Acid-Bath Greens and the Geometry of the Uncanny
Gatiss rejects the expected visual palette of period horror. The dream sequences arrive soaked in an acid-bath green tint that feels poisoned and artificial, a sickly wash that makes the world look clinically wrong. That choice pushes the film into expressionistic territory, with a nod to classic noir’s high-contrast lighting and its taste for shadows that behave like moral arguments.
Distorting lenses make the house’s architecture feel unstable. Rooms stretch, then contract, in step with Roger’s psychological unraveling. The spiral staircase returns as a motif, a vertical cage that draws him toward an inevitable confrontation.

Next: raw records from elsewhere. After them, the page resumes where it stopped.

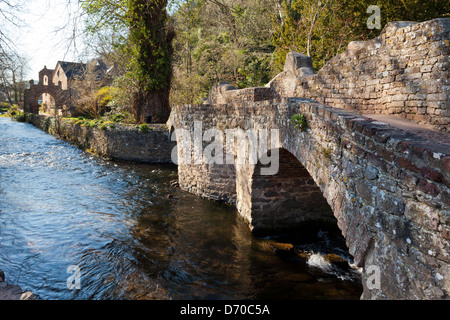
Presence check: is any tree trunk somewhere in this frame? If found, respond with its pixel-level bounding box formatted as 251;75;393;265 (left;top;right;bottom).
133;90;170;123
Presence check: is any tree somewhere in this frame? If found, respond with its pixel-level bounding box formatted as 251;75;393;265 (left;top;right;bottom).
83;0;174;123
0;0;26;104
71;60;112;119
171;0;273;104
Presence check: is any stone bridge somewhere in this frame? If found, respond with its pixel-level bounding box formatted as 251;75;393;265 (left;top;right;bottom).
168;19;450;299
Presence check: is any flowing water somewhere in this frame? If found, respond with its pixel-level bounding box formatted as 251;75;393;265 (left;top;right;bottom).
0;118;362;300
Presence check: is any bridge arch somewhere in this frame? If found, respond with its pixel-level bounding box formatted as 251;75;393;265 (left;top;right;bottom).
247;148;337;235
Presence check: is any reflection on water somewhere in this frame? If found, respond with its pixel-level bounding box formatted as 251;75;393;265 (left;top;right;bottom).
0;118;361;299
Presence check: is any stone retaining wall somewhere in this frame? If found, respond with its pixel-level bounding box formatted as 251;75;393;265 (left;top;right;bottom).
28;114;176;164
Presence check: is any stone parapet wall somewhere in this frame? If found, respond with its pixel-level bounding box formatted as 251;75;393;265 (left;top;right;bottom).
169;98;450;299
28;115;176;164
268;19;450;132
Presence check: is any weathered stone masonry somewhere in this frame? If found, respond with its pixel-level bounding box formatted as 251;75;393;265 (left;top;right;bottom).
270;19;450;132
170;98;450;299
29;115;175;164
168;19;450;299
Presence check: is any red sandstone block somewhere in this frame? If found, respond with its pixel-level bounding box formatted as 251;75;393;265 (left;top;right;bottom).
420;167;444;182
417;179;441;197
397;158;419;172
442;156;450;172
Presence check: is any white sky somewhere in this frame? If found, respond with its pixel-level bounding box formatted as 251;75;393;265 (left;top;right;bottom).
15;0;86;81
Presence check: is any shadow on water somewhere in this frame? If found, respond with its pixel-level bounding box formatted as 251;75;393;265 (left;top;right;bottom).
0;118;362;300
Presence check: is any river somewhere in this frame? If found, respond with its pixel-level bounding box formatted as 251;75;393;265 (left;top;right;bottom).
0;118;362;300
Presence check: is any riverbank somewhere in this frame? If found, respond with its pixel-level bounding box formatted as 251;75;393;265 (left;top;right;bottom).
0;269;36;300
25;114;176;164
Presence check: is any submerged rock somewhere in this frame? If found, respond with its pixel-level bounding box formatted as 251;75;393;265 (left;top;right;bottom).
0;270;36;300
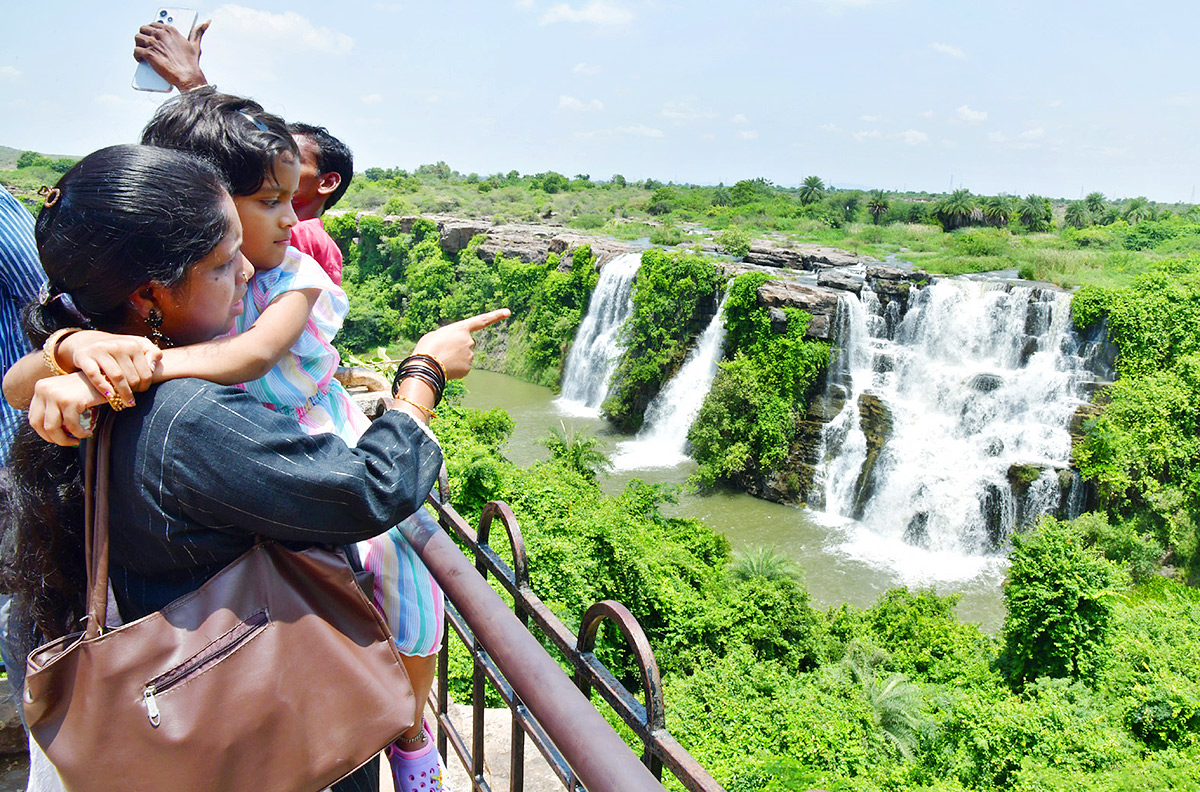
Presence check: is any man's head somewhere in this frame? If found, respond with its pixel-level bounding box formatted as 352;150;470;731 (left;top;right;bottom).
288;124;354;220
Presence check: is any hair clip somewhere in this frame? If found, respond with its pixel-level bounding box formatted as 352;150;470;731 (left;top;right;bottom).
37;185;62;206
238;110;270;132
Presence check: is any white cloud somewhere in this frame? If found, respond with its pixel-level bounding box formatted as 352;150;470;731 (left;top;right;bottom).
854;127;929;145
204;4;354;81
954;104;988;124
541;0;634;28
617;124;666;138
929;41;967;58
659;101;716;124
558;94;604;112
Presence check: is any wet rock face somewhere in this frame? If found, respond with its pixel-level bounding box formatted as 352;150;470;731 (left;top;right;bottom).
392;215;636;269
758;281;838;341
854;394;892;520
817;270;863;295
866;264;930;319
742;245;874;272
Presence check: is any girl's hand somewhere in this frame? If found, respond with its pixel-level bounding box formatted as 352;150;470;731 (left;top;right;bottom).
413;308;512;379
29;372;108;445
59;330;162;406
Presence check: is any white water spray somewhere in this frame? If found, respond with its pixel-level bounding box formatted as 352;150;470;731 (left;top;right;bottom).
810;280;1091;582
554;253;642;418
612;298;725;470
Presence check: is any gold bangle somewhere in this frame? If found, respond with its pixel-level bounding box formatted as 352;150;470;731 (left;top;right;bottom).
42;328;83;376
104;377;130;413
396;396;438;420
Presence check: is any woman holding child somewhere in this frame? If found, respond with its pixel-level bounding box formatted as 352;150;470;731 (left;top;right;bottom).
4;141;496;788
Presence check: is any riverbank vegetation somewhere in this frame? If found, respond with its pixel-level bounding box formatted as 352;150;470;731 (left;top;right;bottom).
434;396;1200;792
9;148;1200;792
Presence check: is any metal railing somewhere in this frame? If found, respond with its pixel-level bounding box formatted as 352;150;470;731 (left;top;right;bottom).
398;475;724;792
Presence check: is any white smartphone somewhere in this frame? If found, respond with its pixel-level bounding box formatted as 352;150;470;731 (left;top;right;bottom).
133;8;196;94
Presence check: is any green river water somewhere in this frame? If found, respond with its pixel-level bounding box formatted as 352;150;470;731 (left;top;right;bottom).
463;370;1004;632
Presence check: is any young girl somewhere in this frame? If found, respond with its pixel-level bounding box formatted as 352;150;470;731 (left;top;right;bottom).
5;89;492;790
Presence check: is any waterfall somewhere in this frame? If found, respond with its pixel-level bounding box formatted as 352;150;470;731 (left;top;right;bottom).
809;280;1103;581
554;253;642;416
612;298;725;470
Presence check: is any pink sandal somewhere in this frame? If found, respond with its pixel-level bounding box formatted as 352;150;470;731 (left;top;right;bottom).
388;722;448;792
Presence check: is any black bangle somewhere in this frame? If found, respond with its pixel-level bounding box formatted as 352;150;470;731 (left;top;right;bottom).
391;361;445;407
400;352;446;383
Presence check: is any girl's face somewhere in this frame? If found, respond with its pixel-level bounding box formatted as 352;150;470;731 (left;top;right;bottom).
233;154;300;271
158;197;253;346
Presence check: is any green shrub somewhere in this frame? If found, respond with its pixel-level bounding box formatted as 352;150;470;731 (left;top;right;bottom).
1003;517;1127;689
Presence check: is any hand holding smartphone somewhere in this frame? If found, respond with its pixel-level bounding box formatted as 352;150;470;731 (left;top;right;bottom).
133;8;196;94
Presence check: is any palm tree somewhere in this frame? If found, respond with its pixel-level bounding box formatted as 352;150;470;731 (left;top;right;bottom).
845;638;922;760
1063;200;1092;228
866;190;892;220
934;188;976;230
1016;194;1054;232
800;176;824;206
730;547;800;582
1122;196;1152;226
979;196;1013;228
541;421;612;481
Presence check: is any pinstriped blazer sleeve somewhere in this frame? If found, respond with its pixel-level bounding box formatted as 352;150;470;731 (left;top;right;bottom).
138;380;442;544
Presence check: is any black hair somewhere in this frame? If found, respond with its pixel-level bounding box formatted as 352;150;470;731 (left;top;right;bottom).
142;85;300;196
288;122;354;209
0;145;229;637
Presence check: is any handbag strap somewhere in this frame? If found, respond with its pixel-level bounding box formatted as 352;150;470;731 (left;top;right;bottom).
84;410;113;640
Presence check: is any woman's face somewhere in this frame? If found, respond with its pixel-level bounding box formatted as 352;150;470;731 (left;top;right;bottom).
158;196;253;346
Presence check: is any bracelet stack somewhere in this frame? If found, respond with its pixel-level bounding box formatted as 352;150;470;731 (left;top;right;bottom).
391;353;446;415
42;328;83;374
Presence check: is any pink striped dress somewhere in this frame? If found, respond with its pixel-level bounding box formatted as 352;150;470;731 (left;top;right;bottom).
234;247;445;656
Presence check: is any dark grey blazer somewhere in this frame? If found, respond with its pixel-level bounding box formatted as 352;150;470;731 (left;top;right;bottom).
109;379;442;622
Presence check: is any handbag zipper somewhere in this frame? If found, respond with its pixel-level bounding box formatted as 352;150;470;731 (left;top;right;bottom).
142;608;271;728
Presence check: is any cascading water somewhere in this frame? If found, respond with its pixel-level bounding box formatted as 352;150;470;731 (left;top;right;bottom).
612;298;725;470
554;253;642;418
810;280;1094;581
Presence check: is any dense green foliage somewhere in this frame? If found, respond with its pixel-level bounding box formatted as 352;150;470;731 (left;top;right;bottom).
604;250;722;431
434;396;1200;792
1073;258;1200;578
688;272;829;486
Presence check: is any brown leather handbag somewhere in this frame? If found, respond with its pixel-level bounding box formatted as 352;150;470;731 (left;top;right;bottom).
25;410;415;792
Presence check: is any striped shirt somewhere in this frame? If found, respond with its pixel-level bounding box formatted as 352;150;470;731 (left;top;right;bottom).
0;188;46;460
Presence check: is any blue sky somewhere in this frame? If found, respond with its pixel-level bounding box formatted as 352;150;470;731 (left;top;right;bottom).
0;0;1200;202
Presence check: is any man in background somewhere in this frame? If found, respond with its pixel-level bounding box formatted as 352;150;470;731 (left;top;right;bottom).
288;124;354;286
133;22;354;286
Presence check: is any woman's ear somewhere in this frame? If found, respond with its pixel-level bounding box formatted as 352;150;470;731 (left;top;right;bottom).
317;170;342;196
128;281;166;319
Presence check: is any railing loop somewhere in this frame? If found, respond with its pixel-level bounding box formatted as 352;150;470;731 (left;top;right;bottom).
575;600;666;732
475;500;529;588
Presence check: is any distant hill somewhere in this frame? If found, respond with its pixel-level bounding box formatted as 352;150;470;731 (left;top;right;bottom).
0;145;80;170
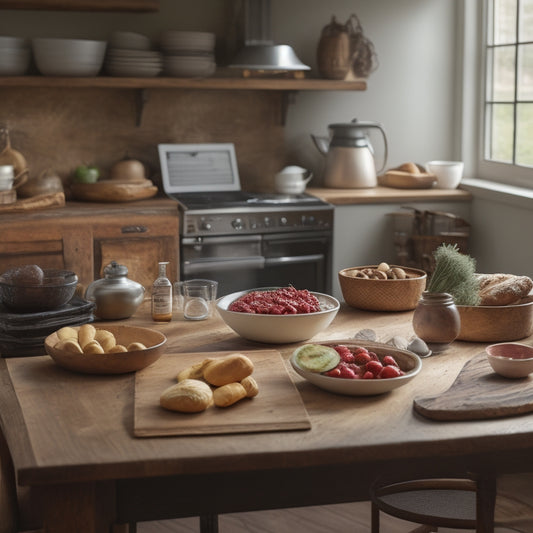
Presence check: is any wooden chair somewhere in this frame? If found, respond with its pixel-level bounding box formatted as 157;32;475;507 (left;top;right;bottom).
370;476;533;533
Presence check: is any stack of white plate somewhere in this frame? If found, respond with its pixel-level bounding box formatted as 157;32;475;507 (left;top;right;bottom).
160;30;216;78
32;38;107;76
0;36;31;76
105;31;163;78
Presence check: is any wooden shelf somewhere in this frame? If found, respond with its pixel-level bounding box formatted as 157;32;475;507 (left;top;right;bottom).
0;76;366;91
0;0;159;13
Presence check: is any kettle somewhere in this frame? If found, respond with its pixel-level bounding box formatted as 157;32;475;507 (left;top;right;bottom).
311;118;388;189
274;165;313;194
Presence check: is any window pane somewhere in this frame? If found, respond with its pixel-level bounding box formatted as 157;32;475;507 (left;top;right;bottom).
518;0;533;43
518;44;533;99
487;104;514;163
494;0;517;44
516;104;533;167
492;46;516;102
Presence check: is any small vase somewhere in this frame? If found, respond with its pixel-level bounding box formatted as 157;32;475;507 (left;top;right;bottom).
413;291;461;353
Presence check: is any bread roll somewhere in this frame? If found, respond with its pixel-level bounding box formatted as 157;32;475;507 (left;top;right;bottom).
213;383;246;407
78;324;96;349
159;379;213;413
203;353;254;387
241;376;259;398
176;357;214;381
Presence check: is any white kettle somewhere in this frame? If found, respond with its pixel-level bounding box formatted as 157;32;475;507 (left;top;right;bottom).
311;119;387;189
274;165;313;194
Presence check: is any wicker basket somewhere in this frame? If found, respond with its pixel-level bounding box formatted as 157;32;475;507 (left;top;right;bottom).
339;265;427;311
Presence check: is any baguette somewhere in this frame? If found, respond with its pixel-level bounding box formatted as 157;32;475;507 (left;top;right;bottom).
479;274;533;305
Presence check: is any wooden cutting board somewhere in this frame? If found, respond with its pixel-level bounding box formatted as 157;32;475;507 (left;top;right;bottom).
414;353;533;420
134;350;311;437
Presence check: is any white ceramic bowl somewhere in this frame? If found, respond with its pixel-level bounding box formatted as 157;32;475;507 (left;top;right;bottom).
485;342;533;378
426;161;464;189
290;339;422;396
216;287;339;344
32;38;107;76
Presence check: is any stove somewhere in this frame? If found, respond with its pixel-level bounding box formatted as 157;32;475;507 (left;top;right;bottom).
159;144;333;295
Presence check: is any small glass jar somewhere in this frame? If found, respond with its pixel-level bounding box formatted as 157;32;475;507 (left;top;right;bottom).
413;291;461;353
85;261;144;320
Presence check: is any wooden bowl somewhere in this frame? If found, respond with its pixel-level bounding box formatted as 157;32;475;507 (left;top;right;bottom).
338;265;427;311
457;296;533;342
44;325;167;374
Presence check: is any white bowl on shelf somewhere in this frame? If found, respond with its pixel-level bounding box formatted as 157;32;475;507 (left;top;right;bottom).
32;38;107;76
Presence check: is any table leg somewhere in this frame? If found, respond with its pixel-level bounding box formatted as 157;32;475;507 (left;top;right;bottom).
200;514;218;533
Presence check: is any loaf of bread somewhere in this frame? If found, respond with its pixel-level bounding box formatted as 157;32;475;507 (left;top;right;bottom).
478;274;533;305
213;383;246;407
203;353;254;387
159;379;213;413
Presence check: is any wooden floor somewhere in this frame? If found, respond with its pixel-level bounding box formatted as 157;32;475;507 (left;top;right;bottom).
137;502;516;533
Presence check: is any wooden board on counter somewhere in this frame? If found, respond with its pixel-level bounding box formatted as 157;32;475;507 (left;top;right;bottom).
414;353;533;420
134;350;311;437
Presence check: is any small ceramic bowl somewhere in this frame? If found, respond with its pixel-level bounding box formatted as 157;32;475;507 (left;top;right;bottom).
485;342;533;378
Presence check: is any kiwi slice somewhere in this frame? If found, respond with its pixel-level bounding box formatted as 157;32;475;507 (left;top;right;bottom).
293;344;341;373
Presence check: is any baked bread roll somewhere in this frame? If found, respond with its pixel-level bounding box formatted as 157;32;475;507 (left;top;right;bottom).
203;353;254;387
241;376;259;398
479;274;533;305
213;383;246;407
159;379;213;413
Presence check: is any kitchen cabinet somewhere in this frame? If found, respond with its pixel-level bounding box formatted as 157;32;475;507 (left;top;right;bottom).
0;199;179;290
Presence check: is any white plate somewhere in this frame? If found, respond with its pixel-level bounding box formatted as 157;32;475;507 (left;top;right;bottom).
290;339;422;396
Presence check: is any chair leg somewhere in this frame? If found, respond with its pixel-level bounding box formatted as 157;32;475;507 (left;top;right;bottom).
200;514;218;533
370;502;379;533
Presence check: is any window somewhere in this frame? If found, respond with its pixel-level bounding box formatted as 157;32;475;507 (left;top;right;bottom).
478;0;533;188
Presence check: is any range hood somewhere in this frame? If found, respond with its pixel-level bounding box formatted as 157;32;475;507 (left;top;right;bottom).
229;0;311;71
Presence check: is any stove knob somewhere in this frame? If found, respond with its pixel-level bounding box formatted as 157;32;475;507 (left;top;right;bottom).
231;218;244;230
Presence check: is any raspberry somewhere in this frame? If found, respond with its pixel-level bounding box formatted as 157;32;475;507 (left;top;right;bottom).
339;366;355;379
365;361;383;376
383;355;400;368
378;365;401;379
353;352;370;365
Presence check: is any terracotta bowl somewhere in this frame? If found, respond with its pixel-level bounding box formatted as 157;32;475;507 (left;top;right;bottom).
44;324;167;374
0;269;78;313
485;342;533;378
457;296;533;342
338;265;427;311
290;339;422;396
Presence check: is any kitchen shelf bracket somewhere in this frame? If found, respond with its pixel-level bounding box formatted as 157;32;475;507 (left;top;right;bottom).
135;89;148;127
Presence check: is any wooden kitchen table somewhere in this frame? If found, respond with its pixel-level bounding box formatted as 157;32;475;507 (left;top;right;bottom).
0;306;533;533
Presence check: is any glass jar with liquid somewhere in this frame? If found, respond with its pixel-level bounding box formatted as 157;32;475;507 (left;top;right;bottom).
152;261;172;322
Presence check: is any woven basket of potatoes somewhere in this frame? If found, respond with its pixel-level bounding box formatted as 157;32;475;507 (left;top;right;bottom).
44;324;167;374
338;263;427;311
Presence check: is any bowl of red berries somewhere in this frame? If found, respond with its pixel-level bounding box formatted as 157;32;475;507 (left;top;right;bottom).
290;339;422;396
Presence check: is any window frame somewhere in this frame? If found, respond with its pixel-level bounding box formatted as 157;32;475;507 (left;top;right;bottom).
462;0;533;189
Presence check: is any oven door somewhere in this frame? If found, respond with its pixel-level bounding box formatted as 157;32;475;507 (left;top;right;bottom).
181;235;265;296
260;231;332;293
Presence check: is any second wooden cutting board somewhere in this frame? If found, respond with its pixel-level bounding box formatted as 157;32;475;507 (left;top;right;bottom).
414;353;533;420
134;350;311;437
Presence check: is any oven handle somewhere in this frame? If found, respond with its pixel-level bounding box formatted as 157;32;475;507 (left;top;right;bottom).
183;255;265;274
265;254;325;266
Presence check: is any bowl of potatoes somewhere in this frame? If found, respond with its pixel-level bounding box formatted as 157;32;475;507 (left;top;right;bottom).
44;324;167;374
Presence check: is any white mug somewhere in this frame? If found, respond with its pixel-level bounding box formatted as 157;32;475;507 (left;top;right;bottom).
274;165;313;194
426;161;464;189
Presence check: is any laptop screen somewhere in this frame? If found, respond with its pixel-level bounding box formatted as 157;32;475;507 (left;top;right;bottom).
158;143;241;194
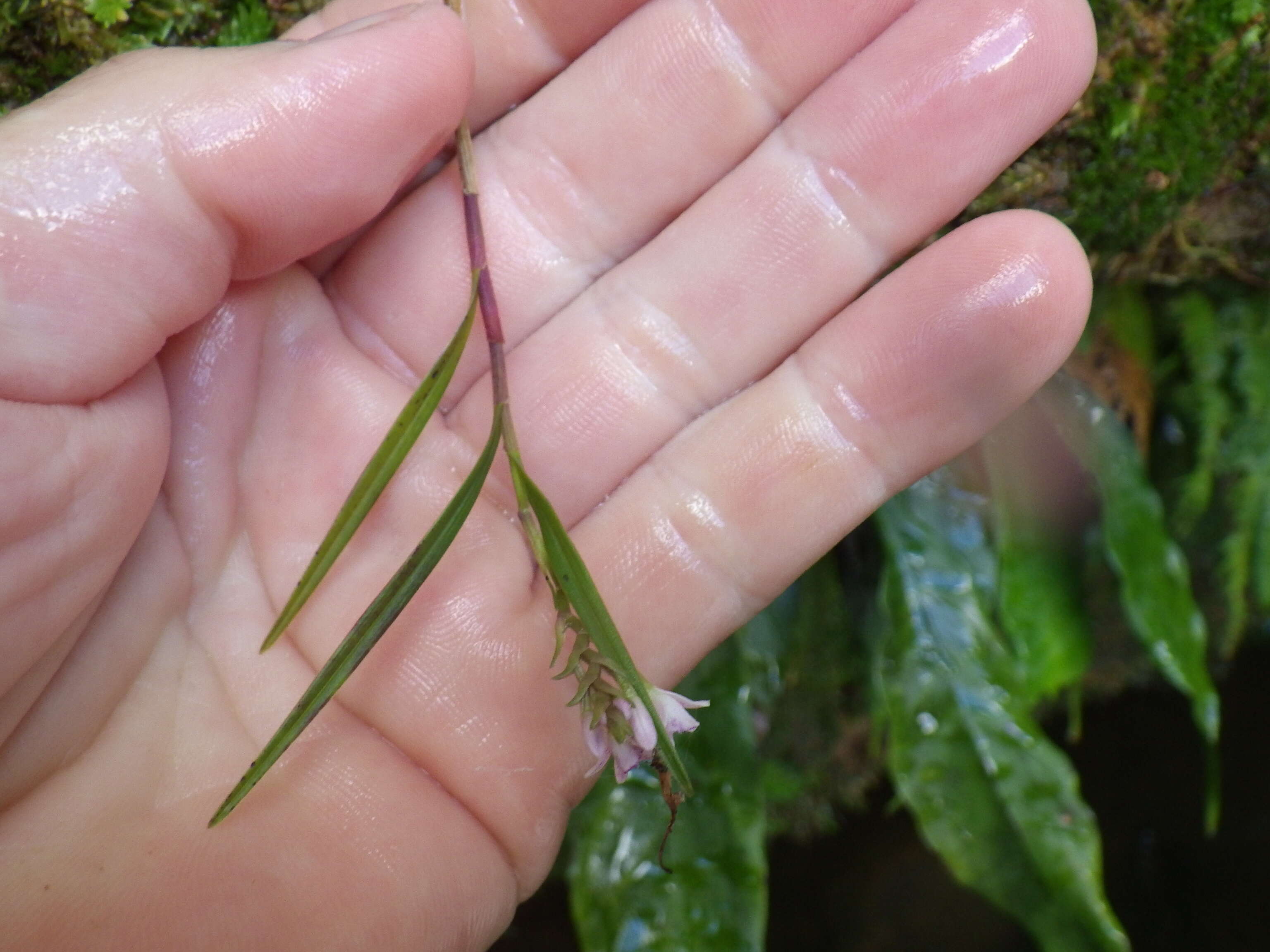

The camera follows his ascent with predatory focus, patient and hungry.
Visual storytelling hits its sharpest point through black-and-white superimpositions. Those ghostly layers suggest the supernatural sits on top of the everyday world, a veil that can be tugged aside at any moment. Lighting digs deep wells of chiaroscuro and keeps the ghost’s face withheld until the final, shocking reveal.
The Goya-esque self-portrait of Julia Stone on the bedroom wall stands out as a production-design triumph, a visual precursor to the ghoul’s eventual manifestation. The painting seems to glow with malevolent intelligence, watching Roger while he tries to find rest. The final moments commit to visual impact, leaning on practical makeup to create a face that lodges in the mind long after the screen goes dark.
This short film premiered yesterday, December 24, 2025, on BBC Two at 10:00 PM as the latest installment in the long-running “A Ghost Story for Christmas” anthology series. Directed and adapted by Mark Gatiss from the 1912 short story by E.F. Benson, the production is currently available for streaming on BBC iPlayer. Set during the London Blitz, it follows a man whose lifelong recurring nightmare of a mysterious house and a “room in the tower” suddenly begins to manifest in his waking reality.
Full Credits
Title: The Room in the Tower: A Ghost Story for Christmas
Distributor: BBC Two, BBC iPlayer
Release date: December 24, 2025
Rating: TV-14
Running time: 30 minutes
Director: Mark Gatiss
Writers: Mark Gatiss, E.F. Benson
Producers and Executive Producers: Isibéal Ballance, Mark Bell
Cast: Tobias Menzies, Joanna Lumley, Nancy Carroll, Ben Mansfield, Polly Walker
Director of Photography (Cinematographer): Kieran McGuigan
Editors: Eve Doherty
Composer: Blair Mowat
The Review
The Room in the Tower: A Ghost Story for Christmas Review
The production is a masterclass in atmospheric economy. It eschews modern jump scares for a persistent, psychological rot that feels entirely earned. By merging E.F. Benson's nightmare logic with the historical trauma of the Blitz, the film creates a chilling parallel between personal and national dread. Tobias Menzies provides a hauntingly fragile core, while Joanna Lumley is a revelation of gothic malice. While the final reveal is brief, the visual journey through acid-green dreams and distorted hallways is unforgettable. It is a precise, unsettling exercise in fate.
PROS
- Exceptional performances by Menzies and Lumley.
- Striking, expressionistic visual style.
- Clever historical framing of the source material.
CONS
- The thirty-minute runtime feels slightly rushed.
- The final reveal might be too brief for some.
- Some viewers may find the ambiguity frustrating.